Nein, ich stelle zuerst immer eine Diagnose, spreche mit dem Patienten. Ist er geisteskrank? Ist er traumatisiert? Was liegt medizinisch vor? Dann suche ich nach einer angemessenen Therapie. Diese soll nur ausnahmsweise medikamentös sein. In den meisten Fällen kann ich eine sozialmedizinische Massnahme, zum Beispiel eine Beistandschaft oder Unterstützung durch die Spitex, in die Wege leiten.

Braucht es nur in der anonymen Grossstadt einen Stadtarzt, oder haben auch kleinere Zentren wie Horgen, Uster oder Winterthur mit prekären Fällen zu kämpfen?

Alle Gemeinden können bei solchen Fällen auf den Bezirksarzt zurückgreifen. Weil die Stadt Zürich gross und ein Magnet ist, zum Beispiel für Süchtige oder Arbeitslose, hat sich der Job des Stadtarztes hier seit 1319 halten können. Einerseits war er immer Berater für die Regierung, andererseits half er jenen, die zwischen Stuhl und Bank gefallen waren. Im Mittelalter hielt der Stadtarzt Siechenschau, hat die Menschen ausgewählt, die ins Siechenhaus mussten.

Als Stadtarzt sind Sie auch zuständig für Infektionskrankheiten, die sich schnell ausbreiten.

Als ich 1983 Stadtarzt wurde, dachte ich, Epidemien gehören der Vergangenheit an. Kaum war ich im Amt, rollte die Aidswelle an. Zürich hat früh den Gebrauch von Kondomen öffentlich propagiert. Dann kam die furchtbare Drogenepidemie auf dem Platzspitz und dem Letten. Es hiess, medizinische Hilfsstrukturen ins Leben zu rufen. Erst als wir in der Stadt endlich alle zusammenarbeiteten, konnten wir die Katastrophe bewältigen. Ich beschäftige mich weiterhin mit Epidemien: Wenn in China ein neues Virus entdeckt wird, studiere ich Fachliteratur. Oder ich muss mich informieren, wo die Pest noch vorkommt.

Welche Epidemien sind denn heute noch zu befürchten?
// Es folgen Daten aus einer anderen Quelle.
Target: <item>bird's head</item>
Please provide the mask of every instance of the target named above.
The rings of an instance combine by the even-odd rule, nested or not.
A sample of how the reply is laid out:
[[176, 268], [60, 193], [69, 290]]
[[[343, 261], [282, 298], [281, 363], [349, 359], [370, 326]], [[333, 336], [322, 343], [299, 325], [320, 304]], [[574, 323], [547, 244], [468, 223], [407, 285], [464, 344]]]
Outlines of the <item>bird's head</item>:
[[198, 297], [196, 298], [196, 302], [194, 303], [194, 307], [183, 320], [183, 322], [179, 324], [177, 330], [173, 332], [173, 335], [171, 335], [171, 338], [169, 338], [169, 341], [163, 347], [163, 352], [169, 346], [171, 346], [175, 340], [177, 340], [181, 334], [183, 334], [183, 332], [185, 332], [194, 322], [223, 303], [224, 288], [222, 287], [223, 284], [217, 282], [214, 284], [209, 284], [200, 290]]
Alle möglichen. Einmal wurde uns ein Typhusfall gemeldet. Der Mann hatte sich in einem Zürcher Restaurant angesteckt, an einem Kartoffel-salat. Wir wussten nicht, wie viele Leute noch davon gegessen hatten. Es war kurz vor Pfingsten. Wir informierten alle Notfallstationen und Notfallärzte. Sie sollten bei künftigen Diagnosen auch an Typhus denken. Glücklicherweise blieb es über die Feiertage ruhig. Wir fanden schliesslich heraus, dass eine Küchenhilfe aus Guinea, die HIV-positiv war, laufend Typhusbakterien ausschied. Wir mussten ihr beibringen, dass sie unter keinen Umständen mehr in der Gastronomie arbeiten durfte.